Ray’s adamant that breaks, or weirs, which stop tidal saltwater flowing into urban Geelong, are behind the decline in bream numbers.
Ray’s favourite pursuit was always rock fishing.
He can’t stop talking about Black Rock and the hype of activity for feeds of snapper there.
But his ageing legs are consigning him to firmer ground.
“I can’t duck quick enough or run back,” he says of the waves that regularly lash the rocky outcrop between Breamlea and Barwon Heads.
Ray then talks about the “challenge” of catching a fish, not knowing whether he’ll catch an esky-full or go home to a tin of baked beans.
“The sea is different every day,” Ray explains.
“You could get your head blown off and next day you could catch the best snapper and think it’s the greatest day.”
Ray’s fishing stocks have their origins back a few generations since he cast a line aged just six or seven.
His English grandfather was the first Long to fish Geelong’s waters.
Ray’s father was a “great” fisherman and son Brian, who writes the Independent’s On The Bite column, also rates as “pretty good”.
Reminders of the fishing family’s past are found inside Ray’s back shed at his Herne Hill home.

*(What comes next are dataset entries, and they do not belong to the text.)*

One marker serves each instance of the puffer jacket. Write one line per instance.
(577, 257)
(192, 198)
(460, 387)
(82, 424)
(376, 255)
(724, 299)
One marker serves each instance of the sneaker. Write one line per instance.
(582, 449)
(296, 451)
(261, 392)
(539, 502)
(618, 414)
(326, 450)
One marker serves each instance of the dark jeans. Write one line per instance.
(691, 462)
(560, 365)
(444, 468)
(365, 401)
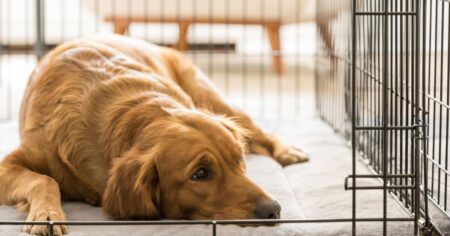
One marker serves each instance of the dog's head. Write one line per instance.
(188, 166)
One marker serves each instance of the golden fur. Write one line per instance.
(122, 123)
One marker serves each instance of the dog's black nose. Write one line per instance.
(268, 210)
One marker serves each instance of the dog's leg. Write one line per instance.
(204, 95)
(38, 193)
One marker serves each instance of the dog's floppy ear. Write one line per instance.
(232, 125)
(132, 190)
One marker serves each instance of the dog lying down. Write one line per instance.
(137, 129)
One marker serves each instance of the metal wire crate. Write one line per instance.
(382, 72)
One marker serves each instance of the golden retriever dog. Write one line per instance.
(137, 129)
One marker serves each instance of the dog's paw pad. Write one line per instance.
(292, 155)
(45, 215)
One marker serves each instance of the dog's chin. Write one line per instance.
(226, 217)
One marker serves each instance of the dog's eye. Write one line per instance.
(201, 174)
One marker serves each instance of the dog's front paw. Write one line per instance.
(46, 214)
(291, 155)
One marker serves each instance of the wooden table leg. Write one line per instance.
(183, 29)
(273, 31)
(121, 26)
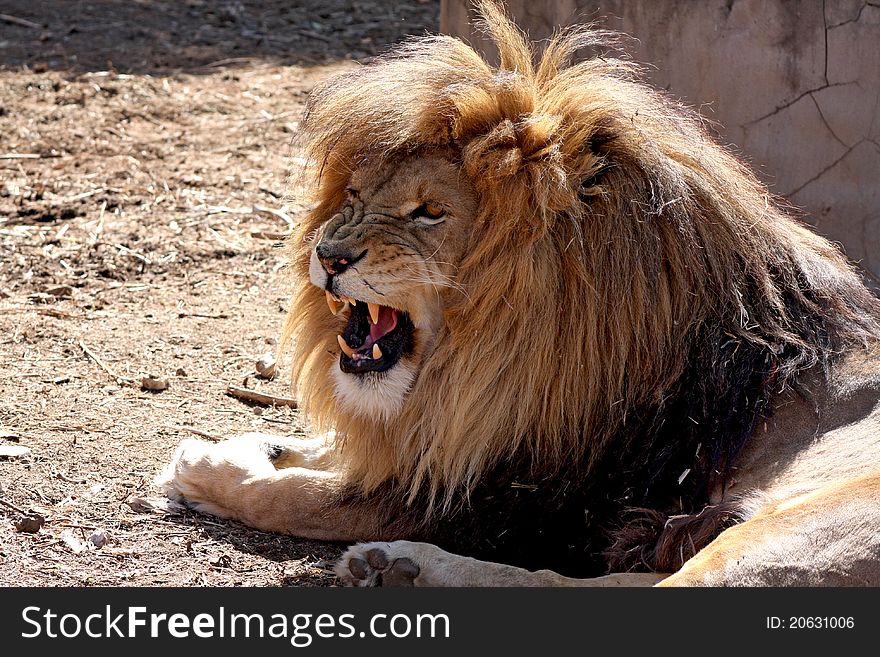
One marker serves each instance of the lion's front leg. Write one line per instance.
(405, 563)
(238, 479)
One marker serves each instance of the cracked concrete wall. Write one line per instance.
(794, 86)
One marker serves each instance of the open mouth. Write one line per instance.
(375, 338)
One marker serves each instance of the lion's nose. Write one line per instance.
(334, 260)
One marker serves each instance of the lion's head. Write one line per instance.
(515, 258)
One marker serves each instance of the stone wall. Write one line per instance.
(794, 86)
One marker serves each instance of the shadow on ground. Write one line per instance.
(163, 36)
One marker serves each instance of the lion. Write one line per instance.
(557, 335)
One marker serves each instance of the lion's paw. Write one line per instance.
(205, 476)
(398, 563)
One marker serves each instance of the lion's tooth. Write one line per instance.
(374, 312)
(344, 346)
(333, 304)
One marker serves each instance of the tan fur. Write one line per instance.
(521, 132)
(672, 234)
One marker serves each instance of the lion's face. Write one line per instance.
(388, 260)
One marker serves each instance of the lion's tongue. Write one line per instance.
(386, 323)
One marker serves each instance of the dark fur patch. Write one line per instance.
(653, 541)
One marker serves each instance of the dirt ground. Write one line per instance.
(144, 151)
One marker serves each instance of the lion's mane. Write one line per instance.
(632, 290)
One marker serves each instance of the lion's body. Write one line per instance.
(576, 334)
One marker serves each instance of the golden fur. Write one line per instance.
(667, 239)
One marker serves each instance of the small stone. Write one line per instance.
(98, 538)
(154, 383)
(30, 523)
(140, 505)
(61, 292)
(266, 366)
(72, 541)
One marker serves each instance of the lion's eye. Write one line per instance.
(429, 213)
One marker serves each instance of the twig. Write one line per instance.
(45, 311)
(88, 352)
(260, 398)
(15, 20)
(12, 506)
(286, 218)
(204, 315)
(197, 432)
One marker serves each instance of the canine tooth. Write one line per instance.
(344, 346)
(333, 304)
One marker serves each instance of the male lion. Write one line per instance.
(567, 330)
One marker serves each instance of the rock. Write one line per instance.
(154, 383)
(30, 523)
(13, 451)
(266, 366)
(98, 538)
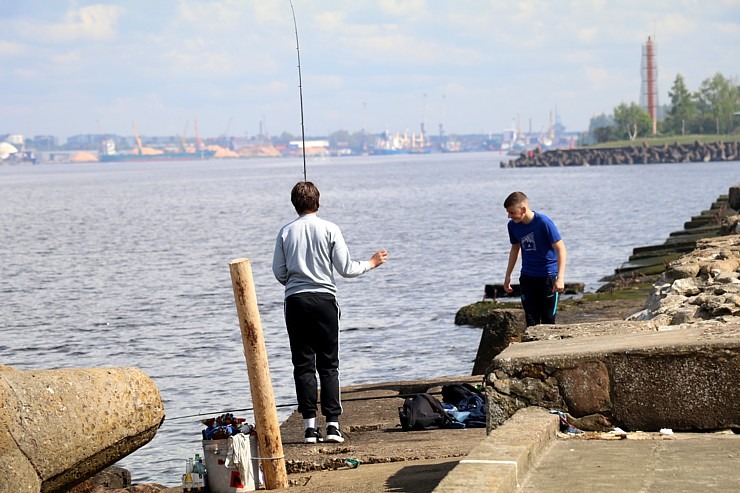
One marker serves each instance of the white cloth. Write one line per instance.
(238, 457)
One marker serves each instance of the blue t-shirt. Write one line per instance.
(539, 258)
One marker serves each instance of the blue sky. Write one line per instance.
(77, 66)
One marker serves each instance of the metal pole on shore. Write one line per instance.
(263, 398)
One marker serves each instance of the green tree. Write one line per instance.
(682, 112)
(717, 100)
(631, 120)
(602, 128)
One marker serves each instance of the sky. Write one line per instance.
(473, 66)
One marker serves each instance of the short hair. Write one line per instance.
(515, 198)
(305, 197)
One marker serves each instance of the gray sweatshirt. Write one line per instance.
(305, 252)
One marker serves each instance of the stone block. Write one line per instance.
(70, 424)
(501, 329)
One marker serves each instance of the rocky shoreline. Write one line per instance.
(698, 291)
(645, 154)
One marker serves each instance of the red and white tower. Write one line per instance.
(649, 91)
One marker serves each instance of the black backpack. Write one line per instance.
(423, 411)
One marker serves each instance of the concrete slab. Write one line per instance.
(679, 463)
(684, 379)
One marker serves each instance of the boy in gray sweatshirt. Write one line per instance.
(307, 252)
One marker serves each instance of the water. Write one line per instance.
(127, 264)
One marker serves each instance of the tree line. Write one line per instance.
(711, 109)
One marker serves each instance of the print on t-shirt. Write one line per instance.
(527, 243)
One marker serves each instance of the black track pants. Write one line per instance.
(539, 302)
(312, 320)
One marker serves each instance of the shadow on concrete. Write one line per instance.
(419, 478)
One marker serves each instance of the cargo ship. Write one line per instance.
(109, 154)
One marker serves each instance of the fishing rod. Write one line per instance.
(300, 90)
(351, 399)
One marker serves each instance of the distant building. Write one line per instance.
(44, 142)
(86, 141)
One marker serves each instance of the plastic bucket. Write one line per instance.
(222, 479)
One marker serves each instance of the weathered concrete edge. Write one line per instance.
(501, 461)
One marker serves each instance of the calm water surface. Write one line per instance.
(127, 264)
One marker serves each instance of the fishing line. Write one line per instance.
(351, 399)
(300, 90)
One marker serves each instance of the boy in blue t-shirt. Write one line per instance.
(542, 278)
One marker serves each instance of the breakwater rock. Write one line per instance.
(643, 154)
(60, 427)
(722, 218)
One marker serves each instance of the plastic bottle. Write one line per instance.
(187, 479)
(198, 465)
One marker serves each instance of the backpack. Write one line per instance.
(423, 411)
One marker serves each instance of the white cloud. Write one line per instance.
(9, 48)
(94, 22)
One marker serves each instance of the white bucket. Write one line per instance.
(222, 479)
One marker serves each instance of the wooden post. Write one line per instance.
(263, 399)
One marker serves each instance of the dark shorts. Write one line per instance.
(539, 302)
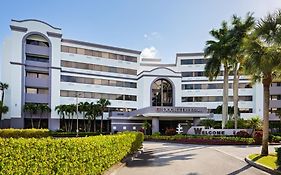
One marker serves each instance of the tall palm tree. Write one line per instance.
(31, 109)
(61, 112)
(3, 110)
(70, 110)
(263, 62)
(217, 52)
(82, 108)
(43, 108)
(94, 110)
(103, 105)
(3, 87)
(238, 32)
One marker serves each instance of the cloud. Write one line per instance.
(149, 52)
(151, 36)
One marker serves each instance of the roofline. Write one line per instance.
(25, 20)
(100, 46)
(190, 54)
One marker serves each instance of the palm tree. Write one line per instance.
(103, 105)
(146, 125)
(263, 62)
(3, 109)
(82, 108)
(31, 109)
(218, 53)
(70, 110)
(240, 29)
(61, 112)
(3, 87)
(43, 108)
(255, 122)
(93, 111)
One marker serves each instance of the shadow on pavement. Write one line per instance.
(240, 170)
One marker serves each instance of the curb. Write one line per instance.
(114, 169)
(262, 167)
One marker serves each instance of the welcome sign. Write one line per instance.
(200, 130)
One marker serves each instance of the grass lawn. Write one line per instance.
(269, 161)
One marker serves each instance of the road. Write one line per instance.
(188, 159)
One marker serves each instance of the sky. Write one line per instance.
(158, 28)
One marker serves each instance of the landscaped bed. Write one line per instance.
(88, 155)
(203, 139)
(268, 161)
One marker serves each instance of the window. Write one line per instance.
(188, 61)
(199, 61)
(162, 93)
(31, 90)
(37, 58)
(31, 74)
(187, 74)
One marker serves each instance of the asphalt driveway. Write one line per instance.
(188, 159)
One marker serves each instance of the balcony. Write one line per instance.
(36, 98)
(37, 50)
(37, 82)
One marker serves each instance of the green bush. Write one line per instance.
(278, 150)
(46, 156)
(24, 133)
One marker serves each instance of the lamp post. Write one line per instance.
(77, 130)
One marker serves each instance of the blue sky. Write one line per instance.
(161, 28)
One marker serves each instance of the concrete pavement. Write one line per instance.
(187, 159)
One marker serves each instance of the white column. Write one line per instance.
(155, 125)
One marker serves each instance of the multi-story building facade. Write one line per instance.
(41, 66)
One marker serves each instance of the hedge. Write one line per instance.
(202, 139)
(24, 133)
(46, 156)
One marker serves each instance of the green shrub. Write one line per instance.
(156, 134)
(278, 150)
(88, 155)
(24, 133)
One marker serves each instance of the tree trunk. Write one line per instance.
(235, 95)
(31, 119)
(95, 124)
(225, 96)
(101, 122)
(266, 84)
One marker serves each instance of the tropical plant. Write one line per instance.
(70, 110)
(218, 52)
(103, 105)
(83, 108)
(93, 111)
(42, 108)
(254, 123)
(3, 87)
(3, 110)
(146, 125)
(237, 34)
(61, 112)
(32, 109)
(263, 62)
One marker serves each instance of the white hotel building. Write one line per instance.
(41, 66)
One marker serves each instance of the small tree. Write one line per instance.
(3, 110)
(254, 123)
(43, 108)
(31, 109)
(61, 112)
(146, 125)
(103, 105)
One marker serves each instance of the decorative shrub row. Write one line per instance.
(202, 139)
(24, 133)
(46, 156)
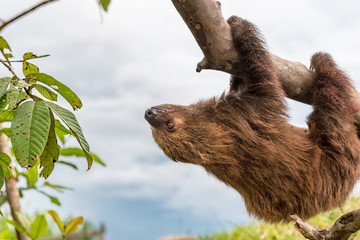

Lined up against the walls, he boasts hundreds of rods and reels.
The collection includes wooden reels dating back to the 1800s, the odd rusting hook and thousands of lures.
They are stored away for keep’s sake.
“Brian will probably throw them out one day,” Ray jokes, “so I’m not looking forward to when I die.”
But when Ray hits the water he pulls out the latest products from the Manifold Heights shopfront that bears his name.
Fishing, he says, is not just about the latest lightweight graphite rods.
“I can still go down with an old rod and reel and have as much chance of catching a fish as I could with a new one,” he says.
“It’s not what’s on top, it’s what’s under the water with the bait or lures that you use.”
Ray Long Tackle World came to fruition in 1969 when he quit the building industry.
His last job was working on Belmont’s Kmart for Geelong’s biggest builder in the day, JC Taylor and Son.
At age 39, Ray needed a breather.
“So I started the business in my backyard selling fishing tackle,” he recalls.
“Lucky I had good neighbours and we all had a lot of fun back then.
“I worked for six years in the backyard and, when Brian left school, I said to him ‘We’ll get a shop’.”
Now fishing has finally become a pastime again rather than.
Brian takes credit, saying he told his 80-year-old dad to put his feet up.
Ray abruptly tells a different story.
“No, no. I decided it was time I should get out of their way because I reckon I was getting a bit slow and was a bloody nuisance,” he grins.